19 Mayıs 2013 Pazar

AKŞAMÜSTLERİ BURADA...


Yazın akşamüstleri güneş batarken buralar ne kadar da güzelleşir…Kan kırmızı yuvarlak bir külçe dağların ardında doğru ağır ağır inmeye başlar. Sonsuz  bir billur parçası haline gelen ufuktan daha güzeli görülmemiş bir renk ve ışık yağmuru boşalır.



Bütün gün arka sokaklardaki derme çatma evleri, yetim anıtları, adım başı karşınıza çıkan iğde ağaçları ve çiğ bir aydınlık içinde uyuşup kalmış denizin tembel dalgaları güneş batarken silkinip doğrulur. Biraz önce her biri bir kulübeyi andıran derme çatma eski evler camlarına vuran akşam güneşiyle som mermerden birer saray şekline girer. Issız caddeler, bir şenlik gecesinin pırıltılarıyla dolup taşar. O  yetim anıtların başları yanar döner halelerle süslenip şahlanırlar. Tepelerdeki bodur zeytinler günün son ışıkları sayesinde serilip serpilen gölgeleriyle insana yıllanmış çınarlar gibi heybetli görünür.
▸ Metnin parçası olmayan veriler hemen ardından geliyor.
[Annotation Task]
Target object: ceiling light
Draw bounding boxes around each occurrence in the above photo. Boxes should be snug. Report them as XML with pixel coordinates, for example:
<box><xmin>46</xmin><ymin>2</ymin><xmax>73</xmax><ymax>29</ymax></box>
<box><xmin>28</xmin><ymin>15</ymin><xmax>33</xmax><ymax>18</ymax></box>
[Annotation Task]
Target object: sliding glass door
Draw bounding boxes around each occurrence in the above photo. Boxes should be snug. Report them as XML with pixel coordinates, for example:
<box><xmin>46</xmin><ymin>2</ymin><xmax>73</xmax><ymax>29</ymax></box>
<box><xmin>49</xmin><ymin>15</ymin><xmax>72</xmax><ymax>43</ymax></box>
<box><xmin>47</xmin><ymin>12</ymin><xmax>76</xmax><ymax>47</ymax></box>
Çepeçevre boz tepeler öbek öbek katır tırnaklarıyla örtülü sarı yüzüyle son bir kere bize bakar.

Güneş battığı yönden bir yere işaret eder gibidir… Bulunduğumuz yerden karşıya bakınca Midilli Adasının bizi topraklarına çağıran sesini duyar gibi oluruz. Sanki hep mutlu yaşlanmış, şimdilerde ise yüz yaşını aşmış ihtiyar bir kadındır. Akşamüstleri her iki kıyı da el sallar gibidir yitip giden güneşe… Gururla gerinirler günün sonunda… 

Hiç yorum yok:

Yorum Gönder

YORUMUNUZ İÇİN TEŞEKKÜRLER HEP BİZİMLE KALIN...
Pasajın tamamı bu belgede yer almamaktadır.